Clovis Schneider : Oui, c'est exactement cela. Et c'est vraiment cela qui, je trouve, fonctionnait bien : d'avoir d'un côté des chansons aux orchestrations flamboyantes, mêlant électro, orchestre symphonique, etc., et de l'autre, ce petit ensemble instrumental qui ramène à la réalité, à l'intimité. Julien Bélanger, qui est ici, peut en dire deux mots. Il est intervenu lors de la phase finale pour relire les orchestrations.
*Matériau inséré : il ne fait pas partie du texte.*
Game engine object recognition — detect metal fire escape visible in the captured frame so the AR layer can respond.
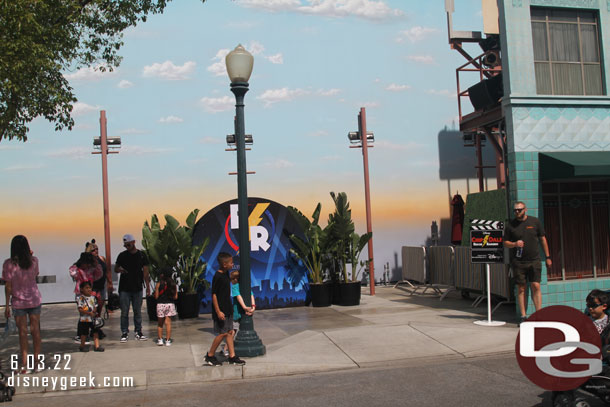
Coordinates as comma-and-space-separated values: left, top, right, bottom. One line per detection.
446, 0, 507, 192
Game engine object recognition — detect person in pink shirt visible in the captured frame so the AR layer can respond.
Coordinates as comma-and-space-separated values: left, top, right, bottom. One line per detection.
2, 235, 42, 374
69, 252, 102, 298
69, 252, 102, 343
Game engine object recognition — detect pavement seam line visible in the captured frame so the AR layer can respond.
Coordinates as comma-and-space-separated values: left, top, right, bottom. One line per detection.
322, 331, 361, 368
408, 323, 466, 358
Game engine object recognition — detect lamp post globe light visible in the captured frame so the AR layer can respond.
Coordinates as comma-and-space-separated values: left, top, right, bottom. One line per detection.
225, 44, 265, 357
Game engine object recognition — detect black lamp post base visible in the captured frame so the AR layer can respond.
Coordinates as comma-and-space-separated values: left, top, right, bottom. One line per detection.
234, 315, 266, 357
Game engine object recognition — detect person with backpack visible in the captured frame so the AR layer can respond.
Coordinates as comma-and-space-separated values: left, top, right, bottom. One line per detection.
69, 252, 102, 343
85, 239, 113, 315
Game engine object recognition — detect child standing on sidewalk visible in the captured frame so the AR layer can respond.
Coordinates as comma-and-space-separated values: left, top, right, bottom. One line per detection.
76, 281, 104, 352
154, 270, 178, 346
219, 270, 256, 357
204, 253, 245, 366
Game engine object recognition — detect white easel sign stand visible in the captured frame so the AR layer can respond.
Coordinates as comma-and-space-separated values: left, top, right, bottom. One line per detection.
470, 219, 506, 327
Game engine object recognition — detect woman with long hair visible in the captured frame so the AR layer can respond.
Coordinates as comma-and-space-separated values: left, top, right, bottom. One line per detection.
85, 239, 112, 314
2, 235, 42, 374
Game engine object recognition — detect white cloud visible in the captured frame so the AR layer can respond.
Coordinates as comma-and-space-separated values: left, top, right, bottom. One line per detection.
308, 130, 329, 137
385, 83, 411, 92
266, 53, 284, 64
44, 147, 90, 159
158, 115, 184, 124
118, 80, 134, 88
257, 88, 309, 107
249, 41, 265, 55
264, 158, 295, 168
317, 88, 341, 96
64, 65, 116, 82
3, 163, 45, 172
200, 136, 223, 144
117, 128, 148, 135
208, 49, 231, 77
407, 55, 435, 65
201, 96, 235, 113
72, 102, 100, 117
239, 0, 404, 21
360, 101, 379, 109
121, 146, 177, 156
427, 89, 457, 98
0, 145, 23, 151
396, 26, 438, 43
374, 140, 424, 151
142, 61, 196, 80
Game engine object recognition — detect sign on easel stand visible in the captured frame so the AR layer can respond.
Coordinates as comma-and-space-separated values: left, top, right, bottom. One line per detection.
470, 219, 506, 327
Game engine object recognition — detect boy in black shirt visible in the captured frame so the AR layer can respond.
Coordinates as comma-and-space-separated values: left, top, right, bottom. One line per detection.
203, 252, 245, 366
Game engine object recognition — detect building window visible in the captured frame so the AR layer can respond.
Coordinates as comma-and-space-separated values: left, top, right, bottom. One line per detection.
542, 180, 610, 281
531, 7, 604, 95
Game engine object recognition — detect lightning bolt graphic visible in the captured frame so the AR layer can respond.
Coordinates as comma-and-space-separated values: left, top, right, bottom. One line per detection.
248, 203, 270, 239
482, 234, 489, 247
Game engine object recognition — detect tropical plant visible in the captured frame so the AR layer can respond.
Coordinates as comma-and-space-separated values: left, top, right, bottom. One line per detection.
142, 209, 210, 294
287, 203, 326, 284
327, 192, 355, 283
347, 231, 372, 282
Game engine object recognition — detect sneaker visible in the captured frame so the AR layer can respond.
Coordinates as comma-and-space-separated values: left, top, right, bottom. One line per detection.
120, 333, 128, 343
228, 356, 246, 365
203, 354, 222, 366
73, 336, 92, 345
94, 346, 105, 352
156, 338, 164, 346
165, 338, 173, 347
135, 332, 148, 341
518, 315, 528, 326
79, 346, 89, 352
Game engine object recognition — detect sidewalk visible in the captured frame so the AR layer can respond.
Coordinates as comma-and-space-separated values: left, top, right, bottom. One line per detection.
0, 286, 520, 396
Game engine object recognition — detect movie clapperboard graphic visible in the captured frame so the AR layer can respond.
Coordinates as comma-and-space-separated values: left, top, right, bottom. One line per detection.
470, 219, 504, 264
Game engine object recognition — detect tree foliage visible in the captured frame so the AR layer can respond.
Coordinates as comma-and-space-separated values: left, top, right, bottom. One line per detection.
0, 0, 206, 142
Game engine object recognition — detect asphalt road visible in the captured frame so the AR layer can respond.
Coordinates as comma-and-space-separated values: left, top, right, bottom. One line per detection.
7, 354, 572, 407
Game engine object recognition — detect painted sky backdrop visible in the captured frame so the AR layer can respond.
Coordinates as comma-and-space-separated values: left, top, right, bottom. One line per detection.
0, 0, 494, 301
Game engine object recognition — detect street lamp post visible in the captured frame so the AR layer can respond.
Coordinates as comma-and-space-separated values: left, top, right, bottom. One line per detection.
348, 107, 376, 295
92, 110, 121, 282
225, 44, 265, 357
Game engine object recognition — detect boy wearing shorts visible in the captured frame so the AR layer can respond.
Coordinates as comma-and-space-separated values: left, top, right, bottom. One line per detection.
203, 253, 245, 366
76, 281, 104, 352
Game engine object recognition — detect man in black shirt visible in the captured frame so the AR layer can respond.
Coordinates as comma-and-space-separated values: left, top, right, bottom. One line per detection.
505, 201, 552, 324
115, 234, 151, 342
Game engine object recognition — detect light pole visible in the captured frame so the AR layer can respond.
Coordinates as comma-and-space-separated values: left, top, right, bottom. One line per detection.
348, 107, 376, 295
225, 44, 265, 357
92, 110, 121, 287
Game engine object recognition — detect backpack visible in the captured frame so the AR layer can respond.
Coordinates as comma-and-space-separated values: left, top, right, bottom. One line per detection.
107, 292, 120, 311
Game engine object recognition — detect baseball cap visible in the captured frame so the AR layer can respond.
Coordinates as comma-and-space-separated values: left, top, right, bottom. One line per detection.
123, 234, 136, 243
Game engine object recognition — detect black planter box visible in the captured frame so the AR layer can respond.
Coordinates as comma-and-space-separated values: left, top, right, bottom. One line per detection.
146, 295, 158, 321
177, 292, 200, 319
339, 282, 361, 306
310, 283, 332, 307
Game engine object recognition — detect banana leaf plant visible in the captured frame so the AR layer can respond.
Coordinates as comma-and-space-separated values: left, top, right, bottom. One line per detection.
142, 209, 210, 294
287, 203, 326, 284
347, 231, 372, 282
327, 192, 355, 283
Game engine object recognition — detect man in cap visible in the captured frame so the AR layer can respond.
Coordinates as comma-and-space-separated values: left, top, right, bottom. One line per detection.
115, 234, 151, 342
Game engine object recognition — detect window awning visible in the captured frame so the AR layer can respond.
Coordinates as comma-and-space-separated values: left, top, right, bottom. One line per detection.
539, 152, 610, 180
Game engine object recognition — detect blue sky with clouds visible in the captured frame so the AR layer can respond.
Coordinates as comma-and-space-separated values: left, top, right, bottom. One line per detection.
1, 0, 490, 298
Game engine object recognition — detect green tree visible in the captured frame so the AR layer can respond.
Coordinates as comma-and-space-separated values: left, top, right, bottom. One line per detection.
0, 0, 206, 142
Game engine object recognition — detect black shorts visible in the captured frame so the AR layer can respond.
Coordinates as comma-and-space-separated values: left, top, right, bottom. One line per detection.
213, 316, 234, 335
77, 321, 100, 337
512, 261, 542, 285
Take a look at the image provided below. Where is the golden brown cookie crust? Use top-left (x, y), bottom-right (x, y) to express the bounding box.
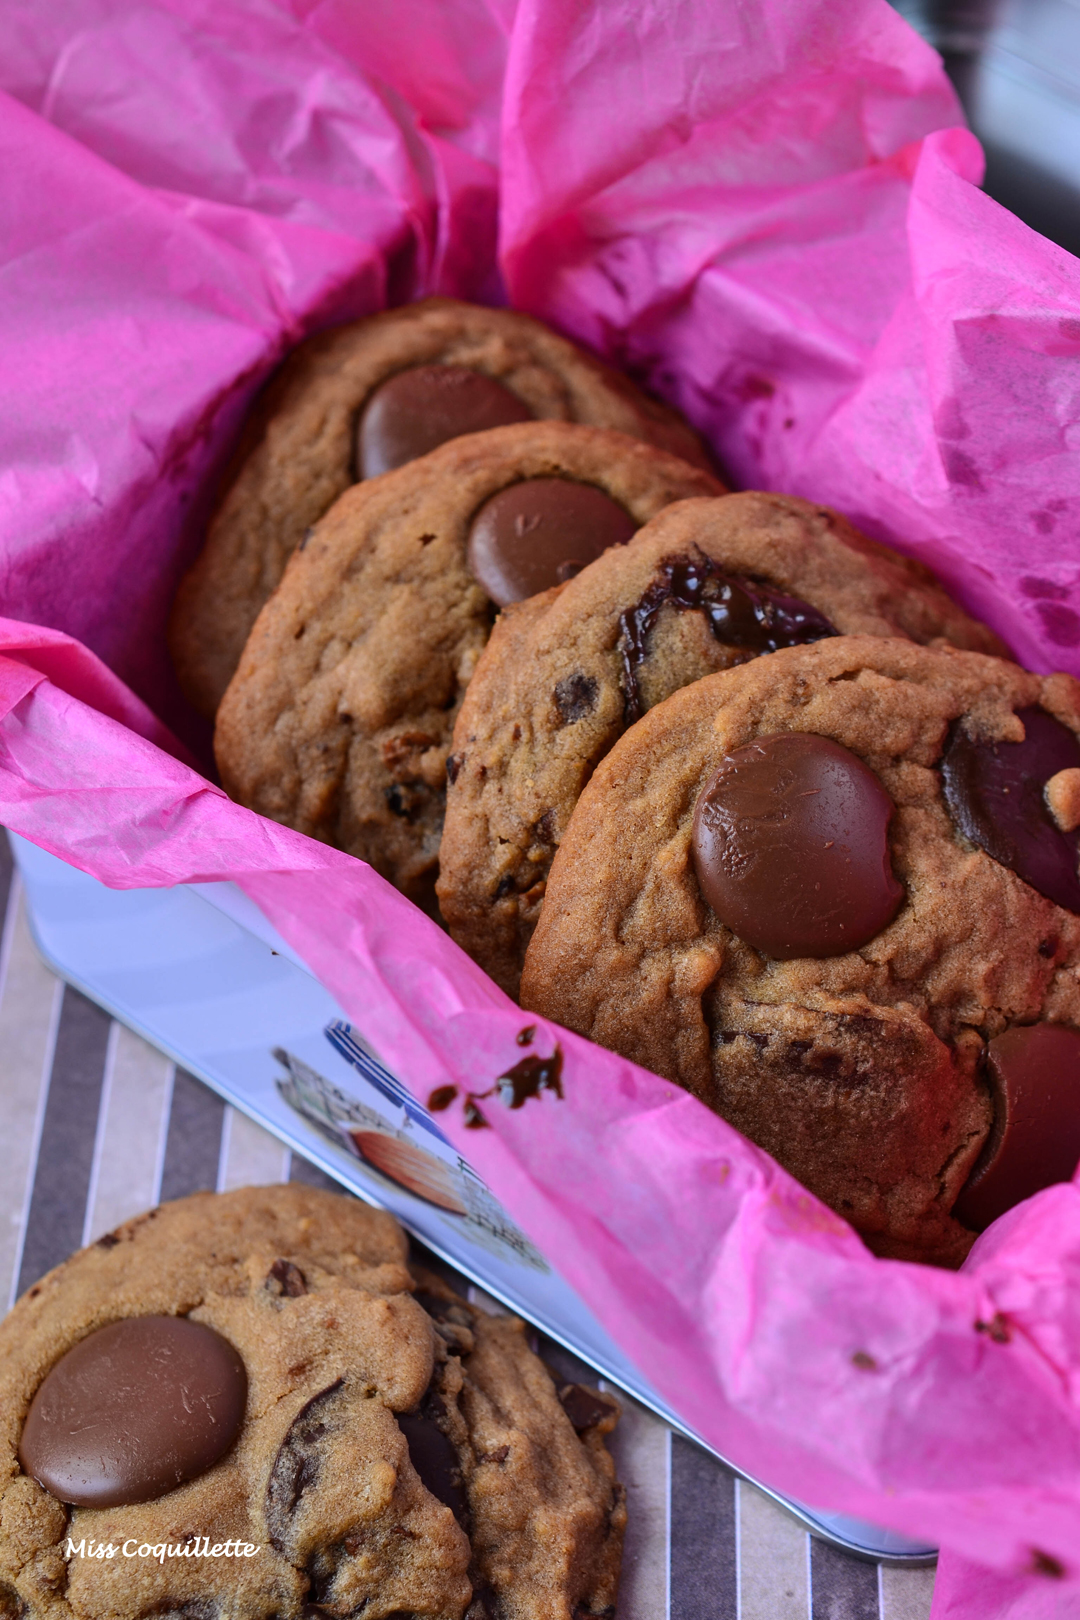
top-left (437, 493), bottom-right (1007, 996)
top-left (519, 637), bottom-right (1080, 1267)
top-left (214, 422), bottom-right (722, 906)
top-left (170, 297), bottom-right (715, 717)
top-left (0, 1186), bottom-right (624, 1620)
top-left (412, 1269), bottom-right (625, 1620)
Julien Bélanger : Je ne suis pas vraiment intervenu en tant qu'orchestrateur, car Clovis avait déjà orchestré beaucoup de choses. De même qu'il existe des script doctors pour les scénarios, je dirais que mon rôle s'apparentait un peu à celui d'un score doctor. C'est-à-dire que juste avant l'enregistrement, nous avons pris une journée pour tout relire. L'intervention d'une personne extérieure, avec un regard neuf et sans l'ego que l'on peut avoir vis-à-vis de sa propre musique, était une démarche intéressante. Pour ma part, je me suis donc détaché de mon travail de compositeur (car je le suis aussi) pour me mettre au service de la musique de Clovis. Par exemple, pour le morceau disco, il avait écrit une orchestration très élaborée, très complexe. Et je lui ai suggéré de tout simplifier : la mélodie, nous allons la confier à tous les instruments, comme cela se faisait dans le disco des années 80. C'était un travail de peaufinage, réalisé, encore une fois, sans ego et avec beaucoup plus de recul que Clovis ne pouvait en avoir à ce moment-là. Car à la fin d'un projet, il y a des moments où l'on ne sait plus très bien où l'on en est dans ses choix. Je n'avais jamais envisagé ce type de collaboration avant qu'il ne m'appelle, mais je pense que c'est une excellente idée lorsque l'on travaille sur un film et que l'on est dans un tunnel depuis des semaines.